With the cloud, your employees access and share business-related data from anywhere—with increased efficiency. With cloud-based data storage solutions such as Microsoft OneDrive for Business and SharePoint, your employees can share files and documents with colleagues anywhere in the world. Documents in the cloud can be edited by multiple employees simultaneously. Imagine you are in an airport with only your smartphone and have an important PowerPoint slide deck that needs to be edited, but you want your graphics designer (who works at home) to add a custom diagram. So, both you and the graphics designer can edit the document together in real time. Because your documents are stored in the cloud, your employees are literally always on the same page.
Just as centralized cloud storage keeps your documents and data up to date, cloud-based software keeps your business critical software apps up to date, too. Upgrading and patching every bit of company software is a daunting task for IT departments. But with the cloud, the burden of all of that software maintenance (i.e. system updates, version upgrades, etc.) is taken off your IT department. That means your IT staff can be refocused on more strategic, revenue-generating projects rather than rolling out software updates. For some companies, this may mean you don't even need an onsite IT department at all.
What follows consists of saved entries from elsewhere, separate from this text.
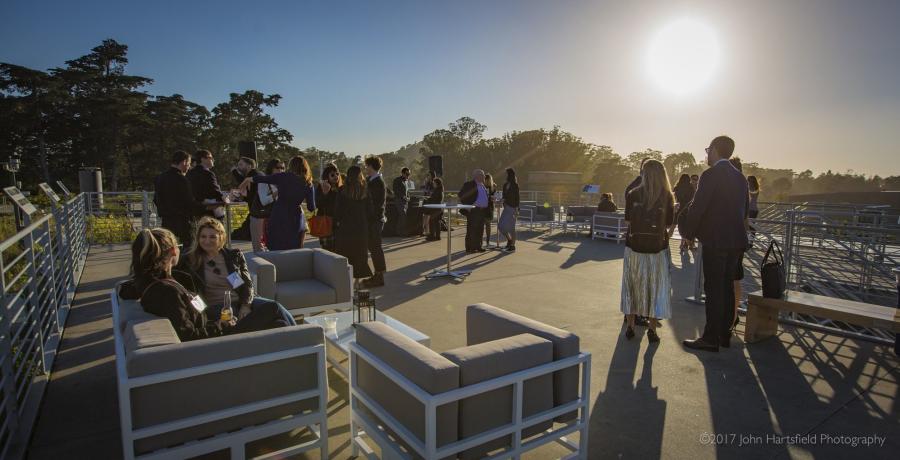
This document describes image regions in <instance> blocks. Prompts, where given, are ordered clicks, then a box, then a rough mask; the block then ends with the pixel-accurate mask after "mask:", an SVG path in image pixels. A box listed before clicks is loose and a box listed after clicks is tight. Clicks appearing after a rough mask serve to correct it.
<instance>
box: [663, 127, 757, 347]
mask: <svg viewBox="0 0 900 460" xmlns="http://www.w3.org/2000/svg"><path fill="white" fill-rule="evenodd" d="M733 153H734V141H733V140H732V139H731V138H730V137H727V136H719V137H717V138H715V139H713V140H712V142H710V144H709V147H707V148H706V155H707V159H706V162H707V164H709V166H710V168H709V169H707V170H706V171H704V172H703V174H702V175H701V176H700V182H699V183H698V187H697V193H696V194H695V195H694V201H693V202H691V205H690V207H688V210H687V214H686V215H685V217H684V218H683V219H680V220H681V221H680V222H679V226H678V229H679V232H680V233H681V236H682V237H683V238H684V239H685V240H688V241H693V240H694V238H698V237H699V239H700V242H701V243H703V247H702V251H703V277H704V284H703V290H704V292H705V293H706V326H705V327H704V328H703V335H701V336H700V337H699V338H697V339H694V340H685V341H684V346H685V347H687V348H691V349H695V350H705V351H719V347H728V346H730V341H731V323H732V322H733V321H734V284H733V281H734V277H735V274H736V273H737V270H738V263H739V260H740V256H741V254H742V253H743V252H744V250H745V249H746V248H747V244H748V241H747V213H748V212H749V209H750V194H749V191H748V190H747V180H746V179H744V175H743V174H741V172H740V171H738V170H737V169H736V168H735V167H734V166H733V165H732V164H731V163H730V162H729V161H728V159H729V158H731V155H732V154H733Z"/></svg>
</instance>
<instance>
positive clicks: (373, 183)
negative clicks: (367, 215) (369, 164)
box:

Most importantly, the cloud is one of the most secure forms of data storage available. By migrating to the cloud, your company information is stored and instantly available on massive redundant systems. If your physical office experiences a catastrophic event, then your business data is always secure and accessible. Data security in the cloud is enhanced through technologies such as two-factor authentication, which is built into every major cloud provider. Microsoft cloud infrastructure also adds an additional layer of security via encryption. Your corporate communications are inherently more secure with Microsoft because every instant message over Skype for Business and every email sent through Outlook is encrypted from end-to-end. However, no data storage system is ever 100% safe and breaches still happen. Because almost all cloud service providers offer service level agreements (SLAs) to customers, it's in their best interests to monitor and mitigate any potential damage from security breaches. Even with the solid level of security offered by the cloud, we still recommend using the proven methods of protecting your personal data outlined in our previous blogs.
When it comes to data storage on the corporate level, the cloud really does play a giant role. As a corporate manager, have you integrated the cloud into your company’s plans?